While transdermal administration of E2 has a number of the well-known, physiological advantages (Table 3), the oral administration of E2 has a rather salient disadvantage that is related to the first-pass effect. When taken orally, E2 is exposed to the liver through the portal vein after digestive absorption. However, there is little research directly comparing the transdermal and oral methods of administration during pubertal induction (42–45). Only one large study (42, 43) directly compared methods of pubertal induction with E2 in TS. Table 3 shows more favorable, short-term outcomes for transdermal administration than for oral administration, but while the former may appear to be superior, its long-term effects are still unknown.

TABLE 3

Table 3 Direct comparison of oral versus transdermal estrogen initiation in children with TS.

Oral estrogen administration is thought to be associated with two, potentially deleterious long-term effects. One is the increased risk of cardiovascular outcomes. Although this risk increases after menopause in the general population (46, 47), whether patients with TS also have an increased risk is unclear. The other, potentially deleterious effect is the higher level of genotoxic estrogens in adolescent TS patients (at the age of 13-20 years) receiving oral E2 instead of transdermal E2 (42), which may lead to an increased risk of estrogen-dependent malignancies, such as some forms of breast cancer. However, there are as of yet no epidemiological data demonstrating an actual link between genotoxic estrogens and cancer. Indeed, in their epidemiological study of well over 1000 patients with TS, Viuff et al. demonstrated that the risk of breast cancer was actually lower in TS, even during hormone replacement therapy (48).
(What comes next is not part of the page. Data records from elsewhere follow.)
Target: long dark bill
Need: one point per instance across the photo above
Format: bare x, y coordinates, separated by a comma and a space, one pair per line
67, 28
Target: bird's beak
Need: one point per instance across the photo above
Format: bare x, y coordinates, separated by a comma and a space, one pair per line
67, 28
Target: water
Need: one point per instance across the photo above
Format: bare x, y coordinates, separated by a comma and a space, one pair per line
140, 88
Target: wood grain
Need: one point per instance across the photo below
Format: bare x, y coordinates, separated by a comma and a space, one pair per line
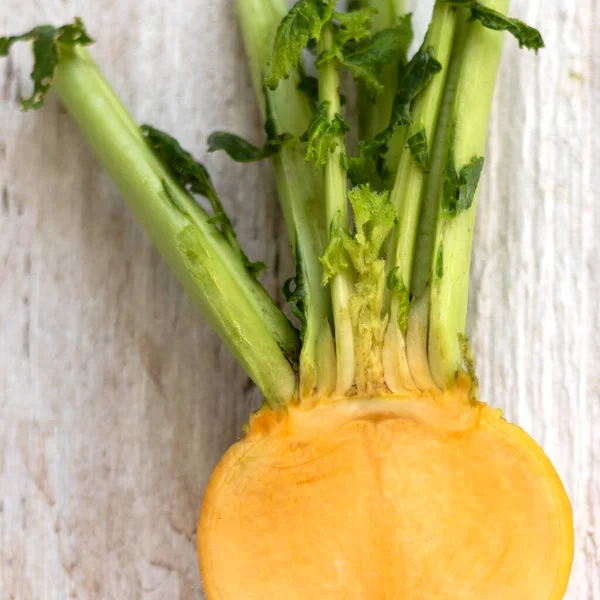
117, 400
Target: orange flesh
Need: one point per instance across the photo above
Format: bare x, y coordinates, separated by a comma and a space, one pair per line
417, 498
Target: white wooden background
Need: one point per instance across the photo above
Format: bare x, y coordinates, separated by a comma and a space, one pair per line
116, 399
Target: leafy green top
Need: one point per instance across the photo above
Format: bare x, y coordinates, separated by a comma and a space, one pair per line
528, 37
194, 177
48, 43
323, 134
366, 56
302, 24
414, 78
374, 218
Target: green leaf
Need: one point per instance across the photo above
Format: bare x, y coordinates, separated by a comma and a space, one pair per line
301, 25
335, 260
309, 85
48, 43
194, 177
240, 150
297, 296
417, 145
354, 25
322, 135
395, 283
414, 78
470, 364
369, 165
367, 57
460, 187
374, 218
439, 263
527, 36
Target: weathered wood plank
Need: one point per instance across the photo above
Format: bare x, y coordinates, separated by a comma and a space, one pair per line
117, 399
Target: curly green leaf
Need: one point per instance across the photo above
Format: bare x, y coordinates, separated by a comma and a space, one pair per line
301, 25
48, 44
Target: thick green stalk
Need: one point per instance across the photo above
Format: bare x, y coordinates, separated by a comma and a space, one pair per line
237, 306
408, 193
300, 190
476, 57
336, 214
374, 117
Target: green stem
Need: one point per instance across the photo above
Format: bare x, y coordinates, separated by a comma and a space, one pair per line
237, 306
300, 190
374, 117
477, 56
409, 190
336, 214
There are pressing reasons not to wait long before initiating estrogen therapy, although pubertal induction may limit the ability to achieve adult height. The major, clinical targets of estrogen replacement therapy also should be considered. Breast development has been a focus of research in TS for over a decade (13, 49). For physical as well as psychosocial reasons, healthy breast development is desirable. A recent study of this topic (50) found that the results of breast development in TS were not adequate even with intervention. Furthermore, some patients respond poorly to treatment in practice. The poor responders may have severe webbed neck and lymphoedema or they may be clinically emaciated.
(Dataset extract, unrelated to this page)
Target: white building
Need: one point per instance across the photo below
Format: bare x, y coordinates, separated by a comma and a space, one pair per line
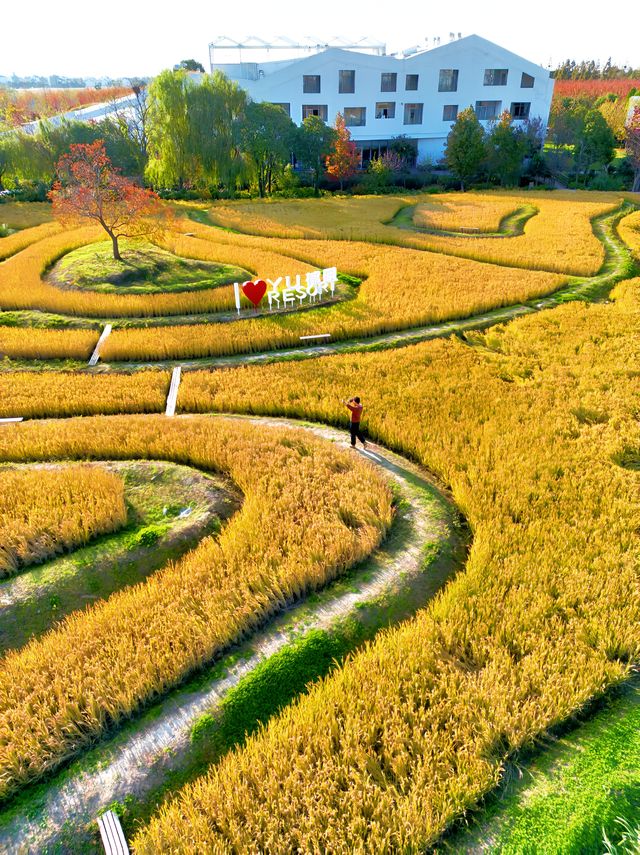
418, 94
Although uterine growth is another target of therapy, only a few studies on this topic have been published (44, 49, 51). Recently, researchers used a three-dimensional approach, which is more accurate than a two-dimensional approach, to demonstrate that the recommended induction method increased uterine volume significantly. However, the uterine volume was still smaller than the value in age-matched, healthy teenagers and adults (52).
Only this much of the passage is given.